Avant de se pencher sur les fours à chaux dans la commune de Chalvignac, passons en revue ce qu’est la chaux, comment on l’obtient, quelles sont ses utilisations. Ces éléments de base nous permettront de mieux comprendre la structure des fours et en particulier ceux de Chalvignac.
La première constatation qui s’impose est que la chaux n’existe pas à l’état naturel. Il n’ y a pas de mines, ni de carrières de chaux. C’est donc à l’issu d’un processus, dont les bases sont très anciennes, que la chaux est obtenue.
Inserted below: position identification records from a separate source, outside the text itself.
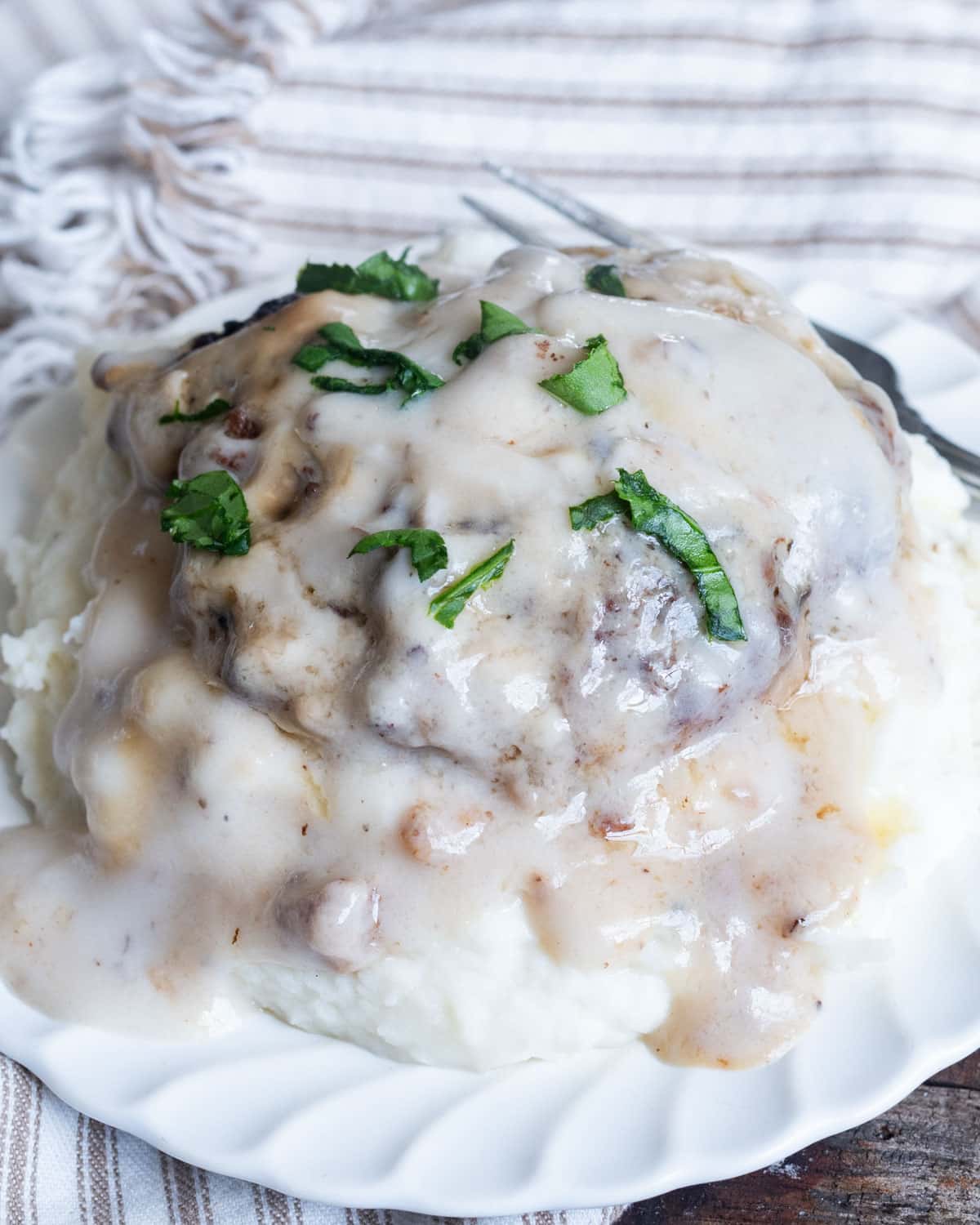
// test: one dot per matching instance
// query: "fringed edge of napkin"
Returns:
(122, 198)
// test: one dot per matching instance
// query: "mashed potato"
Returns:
(595, 805)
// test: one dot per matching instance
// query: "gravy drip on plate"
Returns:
(283, 757)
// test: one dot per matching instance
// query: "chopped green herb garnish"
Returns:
(652, 514)
(379, 274)
(603, 278)
(593, 511)
(428, 548)
(343, 345)
(216, 408)
(451, 600)
(592, 385)
(208, 512)
(495, 323)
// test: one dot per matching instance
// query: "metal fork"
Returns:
(867, 362)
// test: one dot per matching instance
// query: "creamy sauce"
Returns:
(284, 759)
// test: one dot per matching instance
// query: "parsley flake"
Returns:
(379, 274)
(495, 323)
(216, 408)
(448, 604)
(208, 512)
(426, 548)
(603, 278)
(592, 385)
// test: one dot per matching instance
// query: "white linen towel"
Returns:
(247, 134)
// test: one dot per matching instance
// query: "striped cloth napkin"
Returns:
(837, 135)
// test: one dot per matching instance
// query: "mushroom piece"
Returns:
(338, 919)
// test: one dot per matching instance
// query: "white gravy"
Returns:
(284, 757)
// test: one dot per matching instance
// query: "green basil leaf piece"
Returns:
(379, 274)
(654, 514)
(603, 278)
(428, 548)
(330, 382)
(593, 511)
(216, 408)
(451, 600)
(342, 345)
(592, 385)
(495, 323)
(208, 512)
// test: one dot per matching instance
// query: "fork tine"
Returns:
(526, 234)
(575, 210)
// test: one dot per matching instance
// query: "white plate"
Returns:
(327, 1121)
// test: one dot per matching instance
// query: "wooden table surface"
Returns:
(918, 1163)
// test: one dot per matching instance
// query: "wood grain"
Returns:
(918, 1163)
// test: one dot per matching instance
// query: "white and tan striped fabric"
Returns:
(837, 135)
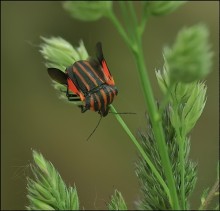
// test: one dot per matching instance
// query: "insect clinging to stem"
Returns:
(90, 81)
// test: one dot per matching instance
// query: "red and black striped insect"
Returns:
(90, 81)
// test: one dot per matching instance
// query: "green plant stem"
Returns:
(210, 196)
(182, 166)
(140, 149)
(154, 114)
(156, 124)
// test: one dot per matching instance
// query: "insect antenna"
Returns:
(94, 128)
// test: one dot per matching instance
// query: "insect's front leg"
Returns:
(72, 97)
(83, 108)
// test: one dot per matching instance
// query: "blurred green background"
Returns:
(34, 118)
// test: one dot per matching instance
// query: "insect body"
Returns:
(91, 81)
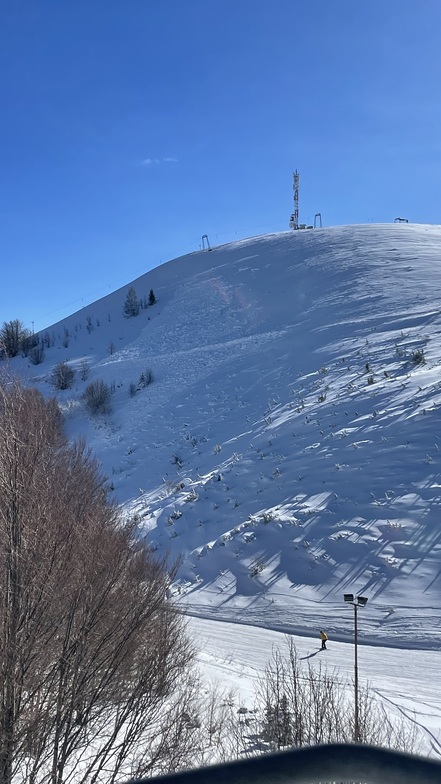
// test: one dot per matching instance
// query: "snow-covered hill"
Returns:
(288, 448)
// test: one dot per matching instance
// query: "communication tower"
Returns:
(294, 219)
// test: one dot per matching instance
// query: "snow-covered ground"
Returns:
(288, 448)
(405, 681)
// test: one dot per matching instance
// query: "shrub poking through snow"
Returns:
(62, 376)
(146, 378)
(418, 357)
(97, 397)
(131, 305)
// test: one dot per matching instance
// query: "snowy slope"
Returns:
(288, 449)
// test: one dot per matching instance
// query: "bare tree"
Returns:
(300, 705)
(92, 654)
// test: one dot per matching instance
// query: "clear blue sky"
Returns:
(132, 127)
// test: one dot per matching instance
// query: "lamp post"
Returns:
(356, 601)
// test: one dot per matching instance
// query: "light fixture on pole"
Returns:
(356, 601)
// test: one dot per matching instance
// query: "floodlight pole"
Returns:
(359, 601)
(356, 715)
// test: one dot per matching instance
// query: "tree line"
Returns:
(94, 660)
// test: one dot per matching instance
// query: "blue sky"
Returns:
(129, 129)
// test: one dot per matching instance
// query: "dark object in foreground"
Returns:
(342, 762)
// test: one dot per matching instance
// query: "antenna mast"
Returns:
(294, 220)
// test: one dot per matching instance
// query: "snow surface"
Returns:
(288, 448)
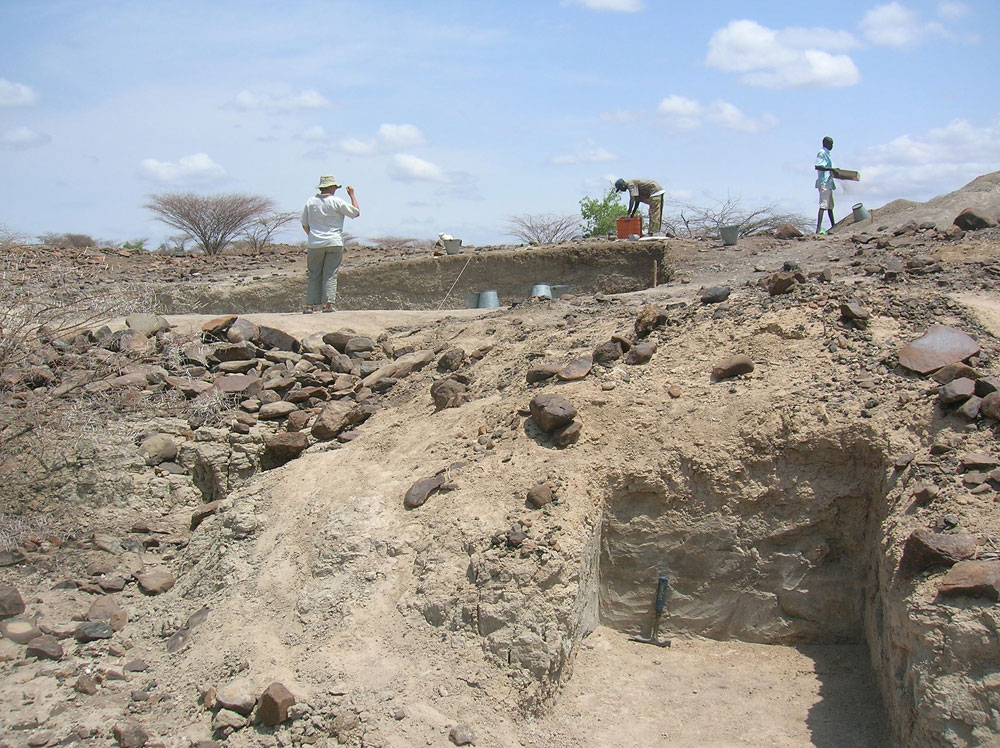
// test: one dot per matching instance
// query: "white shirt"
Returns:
(324, 216)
En effet l’usage de la chaux remonte très loin dans le temps, on peut supposer que les hommes de la préhistoire ont découvert la chaux à partir du moment où le feu fut maîtrisé. Des pierres calcaire entourant un foyer, le feu brûlant nuit et jour et ces pierres ont fini par se dé-carbonater. Égyptiens, Étrusques, Phéniciens, Grecs, Romains connaissaient la chaux, qu’ils utilisaient comme liant dans les constructions, ou en faisaient des enduits ; les Incas et les Mayas utilisaient aussi la chaux, en Amérique du Sud. Les Chinois également l’utilisèrent pour la construction de La Grande Muraille. Les moines Tibétains stabilisaient les sols argileux à la chaux avant d’y construire leur temples.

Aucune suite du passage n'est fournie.